Seríamos ingratos para com todos os que deram a vida para que o País fosse nosso, de todas as cores e credos, com e sem militância política, em todas as frentes de combate, na academia, na literatura ou nas artes se continuarmos a aceitar a presunção que os eleitos nasceram para viver no topo do mundo e os eleitores para rastejarem a vida toda. Os princípios são universais e nenhum ser humano precisa de mais direitos do que o outro.
O 50.º Aniversário da Independência de Angola deve ser um momento de reflexão consciente e patriota que olhe para o país real, aquele que não aparece na Euronews. Devemos de honrar o nosso passado. Mas é imperativo que tenhamos coragem para olhar para o presente e acautelar as prementes necessidades que atentam contra todos os Direitos Humanos, assegurando desta forma o futuro.

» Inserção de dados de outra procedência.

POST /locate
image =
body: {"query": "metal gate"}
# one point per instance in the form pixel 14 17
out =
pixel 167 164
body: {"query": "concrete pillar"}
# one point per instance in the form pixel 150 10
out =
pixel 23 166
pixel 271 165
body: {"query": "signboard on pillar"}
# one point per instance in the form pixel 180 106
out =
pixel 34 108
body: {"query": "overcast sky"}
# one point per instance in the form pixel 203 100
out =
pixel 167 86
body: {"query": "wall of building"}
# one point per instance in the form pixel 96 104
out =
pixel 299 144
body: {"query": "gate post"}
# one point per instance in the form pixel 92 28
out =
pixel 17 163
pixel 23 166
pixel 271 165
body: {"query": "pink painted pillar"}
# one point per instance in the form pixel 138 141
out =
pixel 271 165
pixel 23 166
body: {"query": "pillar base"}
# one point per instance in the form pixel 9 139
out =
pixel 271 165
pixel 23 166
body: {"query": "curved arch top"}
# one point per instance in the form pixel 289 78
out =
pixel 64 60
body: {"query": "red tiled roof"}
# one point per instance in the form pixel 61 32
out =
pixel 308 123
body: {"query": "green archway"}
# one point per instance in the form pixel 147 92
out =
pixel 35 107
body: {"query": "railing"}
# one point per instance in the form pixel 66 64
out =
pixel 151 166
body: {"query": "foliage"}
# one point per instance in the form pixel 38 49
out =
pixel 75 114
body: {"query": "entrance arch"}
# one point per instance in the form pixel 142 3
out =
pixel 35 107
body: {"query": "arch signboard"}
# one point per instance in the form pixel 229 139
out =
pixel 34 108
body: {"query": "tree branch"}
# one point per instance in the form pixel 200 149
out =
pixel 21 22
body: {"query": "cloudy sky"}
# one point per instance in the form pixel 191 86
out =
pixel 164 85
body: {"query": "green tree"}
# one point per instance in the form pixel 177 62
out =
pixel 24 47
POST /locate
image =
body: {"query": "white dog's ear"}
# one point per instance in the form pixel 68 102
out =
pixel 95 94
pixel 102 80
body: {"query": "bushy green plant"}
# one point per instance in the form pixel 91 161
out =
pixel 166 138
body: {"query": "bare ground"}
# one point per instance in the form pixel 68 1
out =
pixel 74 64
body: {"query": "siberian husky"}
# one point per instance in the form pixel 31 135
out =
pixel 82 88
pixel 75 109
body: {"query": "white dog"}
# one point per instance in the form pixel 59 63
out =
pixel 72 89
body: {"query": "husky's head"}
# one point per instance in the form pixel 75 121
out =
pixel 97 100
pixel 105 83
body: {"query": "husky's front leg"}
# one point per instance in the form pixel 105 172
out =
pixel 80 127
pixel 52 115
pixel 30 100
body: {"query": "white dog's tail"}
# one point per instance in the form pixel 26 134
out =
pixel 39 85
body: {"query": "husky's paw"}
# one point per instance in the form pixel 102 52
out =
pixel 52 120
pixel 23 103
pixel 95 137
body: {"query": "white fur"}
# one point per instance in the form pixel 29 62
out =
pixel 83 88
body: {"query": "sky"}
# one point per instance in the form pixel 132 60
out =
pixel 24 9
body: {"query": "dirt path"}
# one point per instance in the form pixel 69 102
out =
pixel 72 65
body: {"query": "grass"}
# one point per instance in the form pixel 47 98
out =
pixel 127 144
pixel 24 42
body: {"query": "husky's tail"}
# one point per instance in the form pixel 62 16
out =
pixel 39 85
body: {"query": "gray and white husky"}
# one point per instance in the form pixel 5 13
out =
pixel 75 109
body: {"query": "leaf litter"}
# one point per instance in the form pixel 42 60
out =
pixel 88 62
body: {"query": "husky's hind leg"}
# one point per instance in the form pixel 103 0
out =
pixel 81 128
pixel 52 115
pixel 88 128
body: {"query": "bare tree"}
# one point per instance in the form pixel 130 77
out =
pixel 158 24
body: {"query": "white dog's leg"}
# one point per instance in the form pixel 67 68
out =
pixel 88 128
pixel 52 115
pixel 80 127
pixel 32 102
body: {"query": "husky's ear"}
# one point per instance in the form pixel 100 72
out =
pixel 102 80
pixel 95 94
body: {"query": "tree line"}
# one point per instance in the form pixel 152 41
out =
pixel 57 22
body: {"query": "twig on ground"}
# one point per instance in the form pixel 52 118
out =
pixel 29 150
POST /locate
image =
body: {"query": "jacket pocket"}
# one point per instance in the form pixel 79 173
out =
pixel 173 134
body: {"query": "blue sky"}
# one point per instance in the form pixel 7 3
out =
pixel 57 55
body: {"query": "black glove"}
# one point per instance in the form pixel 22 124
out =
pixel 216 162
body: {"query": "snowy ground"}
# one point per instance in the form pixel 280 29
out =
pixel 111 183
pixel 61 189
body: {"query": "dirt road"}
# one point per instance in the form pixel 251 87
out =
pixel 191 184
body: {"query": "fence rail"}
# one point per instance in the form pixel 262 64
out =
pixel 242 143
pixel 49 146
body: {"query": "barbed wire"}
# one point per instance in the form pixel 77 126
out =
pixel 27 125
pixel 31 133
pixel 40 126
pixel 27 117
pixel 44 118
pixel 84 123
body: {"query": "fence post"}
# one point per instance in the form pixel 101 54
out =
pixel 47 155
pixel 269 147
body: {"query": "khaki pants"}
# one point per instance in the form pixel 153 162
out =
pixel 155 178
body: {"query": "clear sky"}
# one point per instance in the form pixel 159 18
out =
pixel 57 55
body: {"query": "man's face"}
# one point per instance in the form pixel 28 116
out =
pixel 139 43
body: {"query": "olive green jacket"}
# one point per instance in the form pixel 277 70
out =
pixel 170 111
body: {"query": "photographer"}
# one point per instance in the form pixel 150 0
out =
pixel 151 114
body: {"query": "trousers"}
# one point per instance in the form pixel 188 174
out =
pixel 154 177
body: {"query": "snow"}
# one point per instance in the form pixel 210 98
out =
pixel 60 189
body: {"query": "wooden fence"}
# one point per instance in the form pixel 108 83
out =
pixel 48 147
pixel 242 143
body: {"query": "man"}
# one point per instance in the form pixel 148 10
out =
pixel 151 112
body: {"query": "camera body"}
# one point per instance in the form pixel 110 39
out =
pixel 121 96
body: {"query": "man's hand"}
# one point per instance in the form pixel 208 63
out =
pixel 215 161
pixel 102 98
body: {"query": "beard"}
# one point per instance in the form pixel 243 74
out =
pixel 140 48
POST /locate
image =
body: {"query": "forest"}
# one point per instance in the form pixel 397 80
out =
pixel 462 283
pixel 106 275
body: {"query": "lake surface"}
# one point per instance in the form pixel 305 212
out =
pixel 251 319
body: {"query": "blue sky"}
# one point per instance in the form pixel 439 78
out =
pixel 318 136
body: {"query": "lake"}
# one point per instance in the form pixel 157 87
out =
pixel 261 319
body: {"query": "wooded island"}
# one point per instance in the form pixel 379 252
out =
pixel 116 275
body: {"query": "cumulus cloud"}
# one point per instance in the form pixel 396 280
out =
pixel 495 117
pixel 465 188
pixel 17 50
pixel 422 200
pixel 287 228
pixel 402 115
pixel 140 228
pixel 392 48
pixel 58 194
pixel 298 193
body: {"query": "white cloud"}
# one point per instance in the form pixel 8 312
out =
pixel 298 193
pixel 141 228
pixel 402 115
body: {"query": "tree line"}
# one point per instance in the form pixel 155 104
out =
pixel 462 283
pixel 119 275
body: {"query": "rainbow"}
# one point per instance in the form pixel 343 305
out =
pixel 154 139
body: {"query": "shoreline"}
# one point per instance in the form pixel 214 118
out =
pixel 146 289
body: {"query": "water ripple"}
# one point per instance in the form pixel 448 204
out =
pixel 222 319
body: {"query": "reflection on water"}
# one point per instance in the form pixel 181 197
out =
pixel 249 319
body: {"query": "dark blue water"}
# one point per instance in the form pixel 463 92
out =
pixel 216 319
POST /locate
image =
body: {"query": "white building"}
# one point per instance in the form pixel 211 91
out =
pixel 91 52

Todos os dias eu renovo a minha estima por todos os que lutaram e lutam de forma honesta e sem proveito próprio, para transformar África num continente livre de miséria e do subdesenvolvimento. Foi este sentimento que esteve presente na mente de alguns dos nossos pais fundadores, assente em objectivos nobres que queriam o bem comum. Mas a cada dia é maior o meu desrespeito por todos aqueles que desvirtuam, subjugam, adulteram, escravizam e reduzem boas intenções em honra ao seu egoísmo e enriquecimento pessoal desonesto, que são os únicos responsáveis pelo atraso, miséria, descompasso e dependência externa em que os nossos países estão mergulhados sem que sejam capazes de materializar o nascimento de um país para Todos.